Tutorial: How to Compare Two Excel Lists Using DiffEngineX

What's in One List but Not Another?

A common business problem often concerns finding out what names and addresses appear in one list but not another. After the new data has been identified it is useful to be able to extract it into a new Excel workbook.

DiffEngineX can do the bulk of this type of work. Knowing a few Excel tricks and what options to select in DiffEngineX can greatly improve the end results.

Consider the two lists shown below. Even though DiffEngineX has the capability to align similar rows it needs some help from you first. This is because some of the changes involve not just the vertical displacement of rows, but a reordering. In the first list the "Dobbs, Bob" row is before the "Rivers, Doreen" row. In the second list the order has been reversed.

Figure 1 - Two Lists

DiffEngineX will insert blank rows to get existing rows to match up, but it will not reorder them.

To get around this problem you should ask Excel to sort your lists before using DiffEngineX to compare them.

Below we see our two original lists after Excel has sorted them on last and first name. Alternatively we could have sorted them by their ID column.

Figure 2 - Two Lists Sorted by Excel

Without further ado we will now get down to the details.

Step-by-Step Instructions

  1. First Sort using Excel & Save:
    Use Excel to open the two workbooks you want to compare.
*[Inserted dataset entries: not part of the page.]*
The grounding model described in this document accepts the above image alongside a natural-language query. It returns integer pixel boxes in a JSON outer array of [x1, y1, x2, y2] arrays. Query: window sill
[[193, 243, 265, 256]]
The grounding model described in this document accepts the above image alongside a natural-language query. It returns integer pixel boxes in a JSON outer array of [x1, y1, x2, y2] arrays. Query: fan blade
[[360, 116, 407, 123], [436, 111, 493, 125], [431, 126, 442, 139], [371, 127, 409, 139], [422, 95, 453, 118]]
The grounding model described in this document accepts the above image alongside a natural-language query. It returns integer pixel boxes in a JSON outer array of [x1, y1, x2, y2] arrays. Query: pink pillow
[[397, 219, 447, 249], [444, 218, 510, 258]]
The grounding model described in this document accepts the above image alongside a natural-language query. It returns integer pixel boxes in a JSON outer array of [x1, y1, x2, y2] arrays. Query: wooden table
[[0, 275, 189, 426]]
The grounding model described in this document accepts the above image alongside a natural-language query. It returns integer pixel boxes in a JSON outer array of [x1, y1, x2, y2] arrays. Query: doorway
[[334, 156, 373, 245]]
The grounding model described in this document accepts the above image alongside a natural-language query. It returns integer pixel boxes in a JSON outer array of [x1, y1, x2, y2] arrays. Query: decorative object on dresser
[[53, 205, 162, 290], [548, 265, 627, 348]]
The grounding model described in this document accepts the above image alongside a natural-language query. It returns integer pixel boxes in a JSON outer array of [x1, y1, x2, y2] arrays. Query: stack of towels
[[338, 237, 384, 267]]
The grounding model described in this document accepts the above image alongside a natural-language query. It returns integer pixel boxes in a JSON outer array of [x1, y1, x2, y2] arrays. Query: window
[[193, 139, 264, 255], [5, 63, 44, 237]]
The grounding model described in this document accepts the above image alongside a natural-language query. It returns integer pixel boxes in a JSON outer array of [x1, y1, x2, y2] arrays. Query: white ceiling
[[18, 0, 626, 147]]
Click on any cell in the first list. Now click Excel's Data menu (or tab in Excel 2007) and select the Sort item. The Sort dialog will now appear. Sort by Last Name and then by First Name. Hit OK. Now do the same for the second list. In your lists you can sort on any combination of columns that uniquely identifies each row.


  2. Save both your sorted workbooks (under different filenames if you prefer) before closing them.


  3. Start up DiffEngineX - Use Options, Extras & Align Rows:
    Invoke DiffEngineX and click the Options button. In our example we can see that some street addresses are in upper case and others in lower case. Here we don't want such a trivial change to been counted as a modification and so we select the Case Insensitive Comparisons checkbox. Click OK to dismiss the dialog box.


  4. Click the Extras button. In our example both our lists are small, but in real life some lists may contain tens of thousands of rows and have hundreds of differences between them. DiffEngineX uses color to highlight differences in automatically made copies of the workbooks it compares. We don't want to have to fish through thousands of rows just to see a few differences. Make sure the Yes option is selected for Hide Matching Rows. Click OK to dismiss the dialog box.


  5. Select Align Rows on the main part of DiffEngineX's user interface. Use the Browse buttons to point to your sorted Excel workbooks. Click the Start Comparison button.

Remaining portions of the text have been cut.